Wednesday, May 28, 2008

Do I Really Want To Live Like This?

"Having one’s mother mail rotating boxes of old clothing is just one of the myriad ways that young newcomers to the city of a certain income — that is, those who are neither investment bankers nor being floated by their parents — manage to live the kind of lives they want in New York. Every year around this time, tens of thousands of postcollegiate people in their 20s flood the city despite its soaring expenses. They are high on ambition, meager of budget and endlessly creative when it comes to making ends meet.

Some tactics have long been chronicled: sharing tiny apartments with strangers. Sharing those apartments with eight strangers. Eating cheap lunches and skipping dinners — not just to save money, but so that drinks pack more of a punch and fewer need be consumed.

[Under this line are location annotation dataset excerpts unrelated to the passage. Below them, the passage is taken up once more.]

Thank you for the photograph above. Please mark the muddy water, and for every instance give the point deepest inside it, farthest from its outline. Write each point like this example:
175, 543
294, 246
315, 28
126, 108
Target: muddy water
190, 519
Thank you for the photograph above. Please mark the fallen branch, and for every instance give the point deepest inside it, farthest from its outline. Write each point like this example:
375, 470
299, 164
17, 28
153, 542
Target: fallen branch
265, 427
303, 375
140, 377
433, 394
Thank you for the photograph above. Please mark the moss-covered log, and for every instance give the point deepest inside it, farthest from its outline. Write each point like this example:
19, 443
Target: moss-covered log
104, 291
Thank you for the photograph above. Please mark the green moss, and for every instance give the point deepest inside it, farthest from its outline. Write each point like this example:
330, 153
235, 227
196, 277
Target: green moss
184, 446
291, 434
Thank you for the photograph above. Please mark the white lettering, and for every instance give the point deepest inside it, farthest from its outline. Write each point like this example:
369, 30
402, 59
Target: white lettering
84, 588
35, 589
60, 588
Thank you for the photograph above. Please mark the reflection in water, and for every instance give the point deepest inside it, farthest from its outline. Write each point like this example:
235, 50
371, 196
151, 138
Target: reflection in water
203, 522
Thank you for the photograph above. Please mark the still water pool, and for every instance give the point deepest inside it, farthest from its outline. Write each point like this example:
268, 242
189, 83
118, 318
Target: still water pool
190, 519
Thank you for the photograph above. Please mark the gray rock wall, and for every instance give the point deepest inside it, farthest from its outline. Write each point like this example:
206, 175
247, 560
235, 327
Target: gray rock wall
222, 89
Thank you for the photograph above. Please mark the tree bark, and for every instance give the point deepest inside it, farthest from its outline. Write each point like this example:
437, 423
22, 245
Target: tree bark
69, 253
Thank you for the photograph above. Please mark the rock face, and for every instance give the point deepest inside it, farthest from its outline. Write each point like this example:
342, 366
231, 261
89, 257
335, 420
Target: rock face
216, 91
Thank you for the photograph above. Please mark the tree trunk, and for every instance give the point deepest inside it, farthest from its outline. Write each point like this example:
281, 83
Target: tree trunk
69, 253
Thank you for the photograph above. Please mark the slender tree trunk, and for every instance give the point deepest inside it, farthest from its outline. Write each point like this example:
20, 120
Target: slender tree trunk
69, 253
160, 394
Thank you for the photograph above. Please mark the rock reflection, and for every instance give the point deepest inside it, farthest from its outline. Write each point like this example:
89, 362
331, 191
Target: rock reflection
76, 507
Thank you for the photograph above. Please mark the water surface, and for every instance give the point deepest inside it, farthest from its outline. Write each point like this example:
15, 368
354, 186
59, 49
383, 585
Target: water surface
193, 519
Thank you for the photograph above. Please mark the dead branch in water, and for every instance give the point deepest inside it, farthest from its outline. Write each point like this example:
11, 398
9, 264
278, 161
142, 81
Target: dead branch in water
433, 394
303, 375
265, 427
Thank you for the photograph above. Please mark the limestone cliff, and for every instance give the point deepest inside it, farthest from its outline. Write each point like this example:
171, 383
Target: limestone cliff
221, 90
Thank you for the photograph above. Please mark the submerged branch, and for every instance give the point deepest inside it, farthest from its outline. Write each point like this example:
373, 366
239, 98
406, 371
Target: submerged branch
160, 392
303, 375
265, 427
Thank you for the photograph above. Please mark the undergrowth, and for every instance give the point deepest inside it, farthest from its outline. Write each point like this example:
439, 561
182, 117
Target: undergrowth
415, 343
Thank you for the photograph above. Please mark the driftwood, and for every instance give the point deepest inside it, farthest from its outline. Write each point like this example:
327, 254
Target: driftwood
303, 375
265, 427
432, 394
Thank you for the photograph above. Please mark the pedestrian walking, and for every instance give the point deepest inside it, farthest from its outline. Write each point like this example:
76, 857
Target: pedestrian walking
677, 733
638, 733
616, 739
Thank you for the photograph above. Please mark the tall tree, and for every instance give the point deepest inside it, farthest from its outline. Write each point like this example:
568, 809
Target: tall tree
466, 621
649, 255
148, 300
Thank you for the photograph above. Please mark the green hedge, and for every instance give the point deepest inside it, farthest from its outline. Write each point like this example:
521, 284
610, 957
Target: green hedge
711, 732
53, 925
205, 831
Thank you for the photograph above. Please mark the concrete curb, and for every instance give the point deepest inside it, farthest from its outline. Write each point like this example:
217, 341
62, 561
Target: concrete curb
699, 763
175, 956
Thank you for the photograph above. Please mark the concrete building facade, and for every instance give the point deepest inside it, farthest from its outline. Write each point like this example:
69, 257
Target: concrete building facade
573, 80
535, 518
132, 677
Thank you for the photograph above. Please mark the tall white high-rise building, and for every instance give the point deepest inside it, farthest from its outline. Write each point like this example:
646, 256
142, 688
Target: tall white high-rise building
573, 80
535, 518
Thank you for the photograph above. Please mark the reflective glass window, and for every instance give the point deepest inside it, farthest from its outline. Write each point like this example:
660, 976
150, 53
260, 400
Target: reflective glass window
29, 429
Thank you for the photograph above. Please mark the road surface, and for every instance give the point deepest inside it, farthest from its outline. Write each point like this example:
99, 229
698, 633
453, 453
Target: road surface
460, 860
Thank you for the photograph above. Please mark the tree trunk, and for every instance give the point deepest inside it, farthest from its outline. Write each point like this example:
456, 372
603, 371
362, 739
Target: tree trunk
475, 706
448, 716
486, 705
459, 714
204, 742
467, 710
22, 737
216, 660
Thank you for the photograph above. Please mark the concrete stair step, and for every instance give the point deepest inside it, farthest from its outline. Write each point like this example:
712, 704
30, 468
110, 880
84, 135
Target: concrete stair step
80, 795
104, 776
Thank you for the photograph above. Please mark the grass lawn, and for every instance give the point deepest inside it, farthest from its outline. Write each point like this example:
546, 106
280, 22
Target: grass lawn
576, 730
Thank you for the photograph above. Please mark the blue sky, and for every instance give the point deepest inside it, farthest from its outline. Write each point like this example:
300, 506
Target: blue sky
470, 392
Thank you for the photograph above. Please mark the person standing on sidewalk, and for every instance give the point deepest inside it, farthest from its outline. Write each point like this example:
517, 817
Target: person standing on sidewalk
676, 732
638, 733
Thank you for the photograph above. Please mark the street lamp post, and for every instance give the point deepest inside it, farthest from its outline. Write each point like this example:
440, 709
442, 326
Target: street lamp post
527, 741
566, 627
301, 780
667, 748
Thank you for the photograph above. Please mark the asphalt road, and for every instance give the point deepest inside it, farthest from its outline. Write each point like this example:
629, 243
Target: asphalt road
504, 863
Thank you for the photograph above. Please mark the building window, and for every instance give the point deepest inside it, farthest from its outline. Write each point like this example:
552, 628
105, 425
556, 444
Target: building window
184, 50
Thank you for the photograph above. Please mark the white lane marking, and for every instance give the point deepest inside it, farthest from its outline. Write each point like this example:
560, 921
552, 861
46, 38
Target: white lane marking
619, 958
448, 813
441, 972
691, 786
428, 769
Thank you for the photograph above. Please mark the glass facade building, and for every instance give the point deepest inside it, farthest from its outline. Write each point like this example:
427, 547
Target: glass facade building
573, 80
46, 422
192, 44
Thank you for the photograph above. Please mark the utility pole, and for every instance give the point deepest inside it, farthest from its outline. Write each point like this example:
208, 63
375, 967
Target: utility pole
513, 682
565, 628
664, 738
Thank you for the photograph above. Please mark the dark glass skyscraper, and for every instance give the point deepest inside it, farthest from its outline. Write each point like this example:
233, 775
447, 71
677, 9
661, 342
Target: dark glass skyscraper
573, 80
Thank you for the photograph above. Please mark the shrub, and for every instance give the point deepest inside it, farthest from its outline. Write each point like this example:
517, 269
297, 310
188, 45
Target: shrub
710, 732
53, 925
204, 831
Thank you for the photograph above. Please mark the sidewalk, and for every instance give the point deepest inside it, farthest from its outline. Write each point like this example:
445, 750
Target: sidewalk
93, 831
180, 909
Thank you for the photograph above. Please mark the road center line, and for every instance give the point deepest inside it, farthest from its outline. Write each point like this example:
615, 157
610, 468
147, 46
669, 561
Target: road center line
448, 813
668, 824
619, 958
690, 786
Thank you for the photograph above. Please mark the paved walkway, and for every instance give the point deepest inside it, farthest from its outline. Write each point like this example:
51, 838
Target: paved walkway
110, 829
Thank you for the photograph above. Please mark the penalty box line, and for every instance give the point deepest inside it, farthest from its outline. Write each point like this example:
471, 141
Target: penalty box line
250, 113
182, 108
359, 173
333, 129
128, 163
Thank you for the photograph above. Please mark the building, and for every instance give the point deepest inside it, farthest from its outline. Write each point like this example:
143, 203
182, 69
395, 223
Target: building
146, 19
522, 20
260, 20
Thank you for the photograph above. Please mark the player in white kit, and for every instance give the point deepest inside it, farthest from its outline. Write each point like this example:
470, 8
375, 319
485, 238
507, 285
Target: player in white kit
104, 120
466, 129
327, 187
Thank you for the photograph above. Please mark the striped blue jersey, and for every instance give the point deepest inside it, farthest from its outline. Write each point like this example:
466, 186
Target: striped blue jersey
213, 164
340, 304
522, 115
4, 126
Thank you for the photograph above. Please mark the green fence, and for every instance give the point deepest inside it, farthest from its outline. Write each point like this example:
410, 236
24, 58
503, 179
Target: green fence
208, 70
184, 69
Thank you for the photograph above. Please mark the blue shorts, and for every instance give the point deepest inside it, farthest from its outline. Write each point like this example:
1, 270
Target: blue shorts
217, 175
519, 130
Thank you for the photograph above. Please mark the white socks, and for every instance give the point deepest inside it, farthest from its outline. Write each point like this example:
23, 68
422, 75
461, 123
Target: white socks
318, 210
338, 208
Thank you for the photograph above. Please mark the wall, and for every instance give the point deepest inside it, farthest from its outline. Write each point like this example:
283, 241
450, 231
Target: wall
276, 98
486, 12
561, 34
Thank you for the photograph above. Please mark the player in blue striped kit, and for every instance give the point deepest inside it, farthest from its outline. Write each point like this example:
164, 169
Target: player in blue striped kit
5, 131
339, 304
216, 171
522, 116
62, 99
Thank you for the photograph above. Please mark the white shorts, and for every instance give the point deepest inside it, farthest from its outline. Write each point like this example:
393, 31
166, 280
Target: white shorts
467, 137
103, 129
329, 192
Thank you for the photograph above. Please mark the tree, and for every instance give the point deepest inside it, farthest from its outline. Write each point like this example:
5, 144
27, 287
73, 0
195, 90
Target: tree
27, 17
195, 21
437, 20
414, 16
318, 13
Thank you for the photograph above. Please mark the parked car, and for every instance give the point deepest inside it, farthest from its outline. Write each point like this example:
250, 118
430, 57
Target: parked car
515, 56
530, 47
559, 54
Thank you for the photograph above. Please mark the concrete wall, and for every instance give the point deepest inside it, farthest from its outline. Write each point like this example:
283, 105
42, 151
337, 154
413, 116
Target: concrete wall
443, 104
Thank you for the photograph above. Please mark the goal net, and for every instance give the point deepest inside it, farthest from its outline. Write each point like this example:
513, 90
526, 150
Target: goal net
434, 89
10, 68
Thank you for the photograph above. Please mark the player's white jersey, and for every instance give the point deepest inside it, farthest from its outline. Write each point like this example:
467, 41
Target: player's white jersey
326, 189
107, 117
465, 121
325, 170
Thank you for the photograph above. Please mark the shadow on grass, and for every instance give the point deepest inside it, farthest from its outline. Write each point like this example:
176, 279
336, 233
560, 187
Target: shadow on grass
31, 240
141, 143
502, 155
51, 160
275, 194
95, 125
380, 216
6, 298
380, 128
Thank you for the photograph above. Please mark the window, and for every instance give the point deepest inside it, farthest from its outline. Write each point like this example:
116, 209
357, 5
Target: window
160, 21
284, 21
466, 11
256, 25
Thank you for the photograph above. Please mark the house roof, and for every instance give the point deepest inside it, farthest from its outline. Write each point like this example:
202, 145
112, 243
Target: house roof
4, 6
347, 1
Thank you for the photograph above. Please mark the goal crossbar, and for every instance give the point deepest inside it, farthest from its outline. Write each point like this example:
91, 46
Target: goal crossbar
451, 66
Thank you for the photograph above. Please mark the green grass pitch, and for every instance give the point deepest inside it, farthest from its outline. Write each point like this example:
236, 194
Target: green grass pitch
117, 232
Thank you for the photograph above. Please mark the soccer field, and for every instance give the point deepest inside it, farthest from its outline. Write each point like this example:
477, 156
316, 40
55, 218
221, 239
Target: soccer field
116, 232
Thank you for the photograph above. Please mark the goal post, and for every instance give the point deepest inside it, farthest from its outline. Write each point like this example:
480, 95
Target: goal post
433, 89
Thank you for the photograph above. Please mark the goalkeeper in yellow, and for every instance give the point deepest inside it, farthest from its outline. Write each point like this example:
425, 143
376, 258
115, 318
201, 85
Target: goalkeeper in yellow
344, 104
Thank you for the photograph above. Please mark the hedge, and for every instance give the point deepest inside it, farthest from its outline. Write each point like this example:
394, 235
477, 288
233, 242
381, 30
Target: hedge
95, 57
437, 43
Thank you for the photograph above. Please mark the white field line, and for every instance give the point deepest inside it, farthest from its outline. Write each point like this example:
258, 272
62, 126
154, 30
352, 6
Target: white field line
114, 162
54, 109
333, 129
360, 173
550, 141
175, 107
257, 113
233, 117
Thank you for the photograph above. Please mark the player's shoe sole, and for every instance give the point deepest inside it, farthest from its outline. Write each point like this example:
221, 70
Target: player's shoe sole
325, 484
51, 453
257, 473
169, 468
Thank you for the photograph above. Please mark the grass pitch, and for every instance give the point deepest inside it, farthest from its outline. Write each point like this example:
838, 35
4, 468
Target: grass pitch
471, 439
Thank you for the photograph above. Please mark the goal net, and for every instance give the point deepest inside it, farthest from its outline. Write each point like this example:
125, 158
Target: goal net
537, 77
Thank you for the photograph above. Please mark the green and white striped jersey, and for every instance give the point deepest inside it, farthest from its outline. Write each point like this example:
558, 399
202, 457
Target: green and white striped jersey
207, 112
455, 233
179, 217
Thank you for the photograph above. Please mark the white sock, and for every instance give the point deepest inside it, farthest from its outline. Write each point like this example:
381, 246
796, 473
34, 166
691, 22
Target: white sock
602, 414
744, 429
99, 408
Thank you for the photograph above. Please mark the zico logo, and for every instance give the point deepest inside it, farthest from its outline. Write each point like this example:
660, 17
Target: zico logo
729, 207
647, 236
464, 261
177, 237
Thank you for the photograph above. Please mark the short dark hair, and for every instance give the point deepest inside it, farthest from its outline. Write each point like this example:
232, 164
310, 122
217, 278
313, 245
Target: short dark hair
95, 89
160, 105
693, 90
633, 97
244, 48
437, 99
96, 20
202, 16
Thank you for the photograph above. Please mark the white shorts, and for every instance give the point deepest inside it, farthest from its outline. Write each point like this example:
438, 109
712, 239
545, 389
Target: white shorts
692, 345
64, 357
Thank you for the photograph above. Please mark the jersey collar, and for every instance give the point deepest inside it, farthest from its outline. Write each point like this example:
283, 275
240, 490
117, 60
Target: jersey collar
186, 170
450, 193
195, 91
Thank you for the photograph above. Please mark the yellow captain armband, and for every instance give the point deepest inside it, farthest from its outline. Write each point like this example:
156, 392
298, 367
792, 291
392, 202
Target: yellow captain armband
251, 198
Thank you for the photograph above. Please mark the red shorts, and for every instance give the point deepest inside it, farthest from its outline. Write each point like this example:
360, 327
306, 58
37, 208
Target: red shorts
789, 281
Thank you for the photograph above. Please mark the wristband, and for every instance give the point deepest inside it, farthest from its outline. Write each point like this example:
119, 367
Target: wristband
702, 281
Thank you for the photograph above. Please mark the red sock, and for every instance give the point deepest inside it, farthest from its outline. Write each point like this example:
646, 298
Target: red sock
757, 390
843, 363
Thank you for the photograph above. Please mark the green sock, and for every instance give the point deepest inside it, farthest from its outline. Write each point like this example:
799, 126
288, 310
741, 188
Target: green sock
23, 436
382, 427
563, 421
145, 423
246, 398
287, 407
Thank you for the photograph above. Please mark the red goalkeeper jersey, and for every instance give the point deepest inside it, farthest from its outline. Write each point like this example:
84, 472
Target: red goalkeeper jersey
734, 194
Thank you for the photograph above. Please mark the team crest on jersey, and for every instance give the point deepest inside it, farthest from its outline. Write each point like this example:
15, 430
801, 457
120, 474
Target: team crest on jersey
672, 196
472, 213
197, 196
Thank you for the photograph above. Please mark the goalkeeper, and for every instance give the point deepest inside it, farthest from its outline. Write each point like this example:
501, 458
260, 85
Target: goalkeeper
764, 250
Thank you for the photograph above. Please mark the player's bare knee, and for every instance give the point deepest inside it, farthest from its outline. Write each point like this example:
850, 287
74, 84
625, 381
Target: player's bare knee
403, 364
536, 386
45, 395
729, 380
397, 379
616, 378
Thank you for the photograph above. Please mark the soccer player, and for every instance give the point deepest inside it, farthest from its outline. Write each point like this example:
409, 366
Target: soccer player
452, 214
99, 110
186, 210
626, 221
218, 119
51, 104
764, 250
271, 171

But there are smaller measures, no less ingenious, that round out the lifestyle. These young people sneak flasks of vodka into bars, flirt their way into clubs, sublet their walk-in closets, finagle their way into open-bar parties and put off haircuts until they visit their hometowns, even if those hometowns are thousands of miles away."

(Full NYTimes Article)

1 comment:

Nicki said...

I just read this article yesterday, and have to say it bolstered my confidence by the tiniest modicum. Being unemployed in the Midwest offers a few, but not many, cheap comforts to replace being unemployed and broke in New York City. I still miss it, though.